Last week, “Glee” aired its series finale. Confused because you didn’t know it was still on? I know that I was. It’s true: the show that defined our late middle school/early high school experience has been continually producing episodes for the past six years, long after the epic performances we will remember, such as the recreation of Michael Jackson’s “Thriller” and of course, the iconic “Don’t Stop Believing.” When “Glee” first began, it was everywhere from commercial merchandise to being discussed on the news. The show inspired Glee-like clubs to sprout up across the county and performance videos would circulate on Facebook for weeks after airing. Now, many of us in “Glee”’s target demographic wouldn’t even be able to name a recently covered song, let alone plotline. How did something once so groundbreaking soon become so stale? Here are my three main theories of what led to “Glee”’s failure to remain culturally relevant.

1. Pressure to always be outdoing the last episode

In both the performances put on and the social issues the show tackled, “Glee” always involved an element of trying to be better and more shocking with every episode. In the Golden Age of “Glee,” this wasn’t difficult to do: there were always big songs that they could cover and celebrities wanting to guest star.

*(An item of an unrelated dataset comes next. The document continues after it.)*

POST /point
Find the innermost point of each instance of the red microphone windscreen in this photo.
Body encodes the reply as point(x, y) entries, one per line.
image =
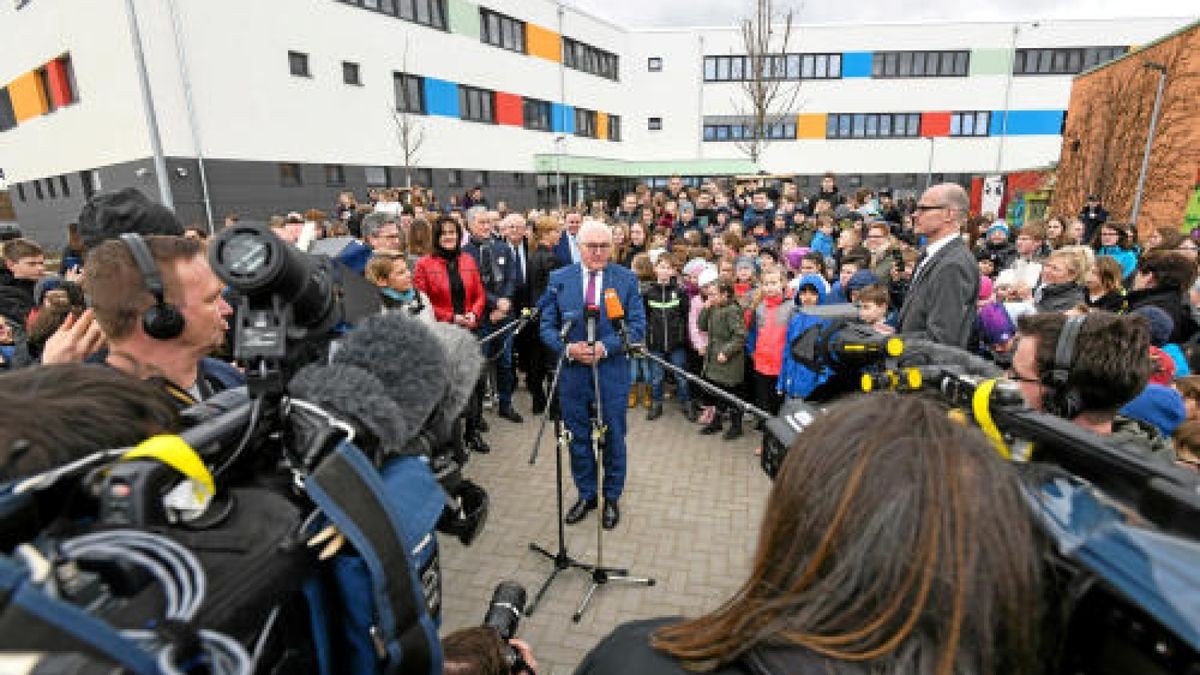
point(612, 304)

However, once both of these audience-grabbing tactics started seeming overdone, “Glee” resorted to creating intricate romantic plots for its characters, something that seemed strange due to their young ages. For these reasons, high school graduation coincided with marriages and proposals, something that I’m pretty sure isn’t common even in suburban Indiana. At the same time, “Glee” skimmed over many of the real issues that teenagers face, such as college acceptance nervousness and fighting with one’s parents. After a while, the silliness of “Glee” faded and its underlying seriousness proved it inaccessible to its former fans.

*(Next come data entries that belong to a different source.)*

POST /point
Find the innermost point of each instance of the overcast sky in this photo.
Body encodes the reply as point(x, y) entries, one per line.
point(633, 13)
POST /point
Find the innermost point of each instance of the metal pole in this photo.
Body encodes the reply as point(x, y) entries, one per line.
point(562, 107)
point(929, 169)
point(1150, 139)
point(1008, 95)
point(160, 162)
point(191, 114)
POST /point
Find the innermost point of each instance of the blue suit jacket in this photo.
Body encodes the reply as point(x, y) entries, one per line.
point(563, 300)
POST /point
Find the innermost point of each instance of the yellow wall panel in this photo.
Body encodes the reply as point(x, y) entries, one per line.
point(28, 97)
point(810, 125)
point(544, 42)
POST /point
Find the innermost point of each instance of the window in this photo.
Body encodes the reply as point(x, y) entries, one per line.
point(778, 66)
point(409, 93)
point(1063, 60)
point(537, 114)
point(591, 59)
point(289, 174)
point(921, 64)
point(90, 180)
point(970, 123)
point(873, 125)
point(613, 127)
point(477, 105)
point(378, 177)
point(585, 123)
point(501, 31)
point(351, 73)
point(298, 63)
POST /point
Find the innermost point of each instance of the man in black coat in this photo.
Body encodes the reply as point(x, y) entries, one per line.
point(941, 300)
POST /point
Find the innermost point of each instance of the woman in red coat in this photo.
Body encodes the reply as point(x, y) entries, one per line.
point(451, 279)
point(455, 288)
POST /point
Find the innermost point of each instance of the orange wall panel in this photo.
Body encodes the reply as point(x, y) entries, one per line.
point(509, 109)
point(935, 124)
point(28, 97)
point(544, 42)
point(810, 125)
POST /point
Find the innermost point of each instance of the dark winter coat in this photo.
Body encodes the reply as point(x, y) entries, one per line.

2. Lack of a compelling plot after the main characters graduated

From the start, the most compelling part of “Glee” was the ragtag team of high school “misfits” trying to make their dream of winning a show choir championship come true. This “underdog” sense compelled viewers to watch and there was always a sense of urgency propelling the plot along. However, once characters started graduating, the show’s writers seemed at a loss to figure out what to do with them. Often, characters would jump from place to place, switching their post-graduate plans and even moving across the country to seemingly be where it was most convenient for the show’s plot. This elimination of realism caused a disconnect between the show and its fans, many of whom were in the same stage of their lives as the characters. In order to keep characters in high school, producers even had to backtrack and claim that characters were younger than they had seemed, making their desperation evident even to loyal fans. Due to a failure to create compelling younger characters, the show bounced around without any kind of common thread.

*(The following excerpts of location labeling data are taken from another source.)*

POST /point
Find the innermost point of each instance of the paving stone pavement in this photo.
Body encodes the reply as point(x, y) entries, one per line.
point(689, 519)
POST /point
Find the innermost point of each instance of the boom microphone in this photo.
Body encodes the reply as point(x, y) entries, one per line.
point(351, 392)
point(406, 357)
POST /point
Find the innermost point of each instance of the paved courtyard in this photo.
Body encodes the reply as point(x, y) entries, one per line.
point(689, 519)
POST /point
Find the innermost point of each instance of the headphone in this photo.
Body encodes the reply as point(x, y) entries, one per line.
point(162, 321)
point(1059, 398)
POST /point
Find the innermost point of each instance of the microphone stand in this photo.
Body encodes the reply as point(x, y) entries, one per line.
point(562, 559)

3. Overuse of the musical format

“Glee” was the leader of the pack of music-focused shows that exploded around the turn of the decade. It was popular because it was different, and vice versa. However, as other shows tried to copy this format and subsequently failed, it became clear that nothing really stays fresh for long. After “Smash,” the “grown-up Glee,” was cancelled, it was clear that TV-plus singing doesn’t always equal success. However, NBC has now aired two live-broadcasted musicals and musicals reimagined as movies have drawn people to the box office and achieved critical acclaim. The newest trend is here, and we will soon see whether its current flooding of the market will grab or alienate viewers. As for now, we can go back to pretending that “Glee” ended after its first two seasons, and we will all be happier for it.